Wall Street slips
US stock index futures were weaker overnight, contributing further to the tech-led losses made on Thursday. All the majors had been rallying quite confidently since Tuesday afternoon. But they reversed direction soon after NVIDIA released its latest quarterly results after Wednesday’s close. These beat consensus forecasts quite easily, and forward guidance was also more upbeat than anticipated.
But, following an initial spike higher, the stock then sold off, ending yesterday’s session down over 5%. Market participants attributed the selloff to lingering doubts over the sustainability of AI-driven capital expenditure, particularly regarding NVIDIA’s relationship with OpenAI.
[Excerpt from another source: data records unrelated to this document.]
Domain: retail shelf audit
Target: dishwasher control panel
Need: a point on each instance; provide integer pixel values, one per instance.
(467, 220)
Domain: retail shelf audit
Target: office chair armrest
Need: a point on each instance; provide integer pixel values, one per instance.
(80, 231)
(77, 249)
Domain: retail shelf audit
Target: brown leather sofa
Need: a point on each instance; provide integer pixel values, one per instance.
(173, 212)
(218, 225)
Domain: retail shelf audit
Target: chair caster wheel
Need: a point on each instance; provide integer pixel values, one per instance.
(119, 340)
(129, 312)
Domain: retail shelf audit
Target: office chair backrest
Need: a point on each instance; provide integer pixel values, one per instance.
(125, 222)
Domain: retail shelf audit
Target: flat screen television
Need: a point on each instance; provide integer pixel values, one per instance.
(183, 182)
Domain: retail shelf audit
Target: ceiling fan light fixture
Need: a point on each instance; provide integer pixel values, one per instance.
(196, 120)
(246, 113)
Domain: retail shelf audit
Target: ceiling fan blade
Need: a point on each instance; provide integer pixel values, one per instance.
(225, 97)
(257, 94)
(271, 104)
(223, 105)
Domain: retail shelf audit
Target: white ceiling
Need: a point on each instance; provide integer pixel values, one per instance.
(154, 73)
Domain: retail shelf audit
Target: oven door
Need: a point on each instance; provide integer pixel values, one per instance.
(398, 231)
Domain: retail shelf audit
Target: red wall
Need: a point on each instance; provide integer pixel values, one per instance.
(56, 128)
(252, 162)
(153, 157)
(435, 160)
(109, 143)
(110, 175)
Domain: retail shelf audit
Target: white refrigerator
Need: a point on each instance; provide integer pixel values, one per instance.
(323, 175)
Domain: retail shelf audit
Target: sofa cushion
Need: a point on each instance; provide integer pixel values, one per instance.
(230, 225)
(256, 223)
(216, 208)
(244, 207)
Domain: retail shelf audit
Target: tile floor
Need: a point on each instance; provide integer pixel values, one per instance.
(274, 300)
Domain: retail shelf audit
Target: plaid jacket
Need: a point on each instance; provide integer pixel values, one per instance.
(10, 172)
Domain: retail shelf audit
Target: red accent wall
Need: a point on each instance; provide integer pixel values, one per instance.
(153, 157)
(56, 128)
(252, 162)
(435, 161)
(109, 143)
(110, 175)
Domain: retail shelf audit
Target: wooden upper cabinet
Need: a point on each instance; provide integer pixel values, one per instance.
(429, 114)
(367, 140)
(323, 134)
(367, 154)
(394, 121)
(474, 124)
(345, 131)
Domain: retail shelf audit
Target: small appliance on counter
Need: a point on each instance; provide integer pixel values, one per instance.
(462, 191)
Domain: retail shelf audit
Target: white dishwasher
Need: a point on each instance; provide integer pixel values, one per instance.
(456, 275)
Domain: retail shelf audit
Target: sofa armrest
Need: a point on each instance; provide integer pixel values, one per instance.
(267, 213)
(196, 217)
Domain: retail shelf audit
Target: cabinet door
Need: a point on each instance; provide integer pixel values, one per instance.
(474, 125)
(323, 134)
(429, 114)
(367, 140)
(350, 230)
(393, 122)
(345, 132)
Last night, the S&P 500 lost 0.5%, while the NASDAQ dropped 1.2%. The Dow Jones was unchanged, while the Russell 2000 added 0.5%. The S&P’s tech sector fell 1.8% while financials gained 1.3%, evidence that investors were keen to rotate into more cyclical sectors from growth, which is finally being considered as overvalued, given the uncertainty of the return on AI investment.
This was brought into even sharper focus after last night’s close. AI cloud infrastructure provider, CoreWeave, fell as much as 12% after issuing disappointing quarterly revenue guidance. In contrast, Dell Technologies surged 12% in after-hours trading following record quarterly earnings.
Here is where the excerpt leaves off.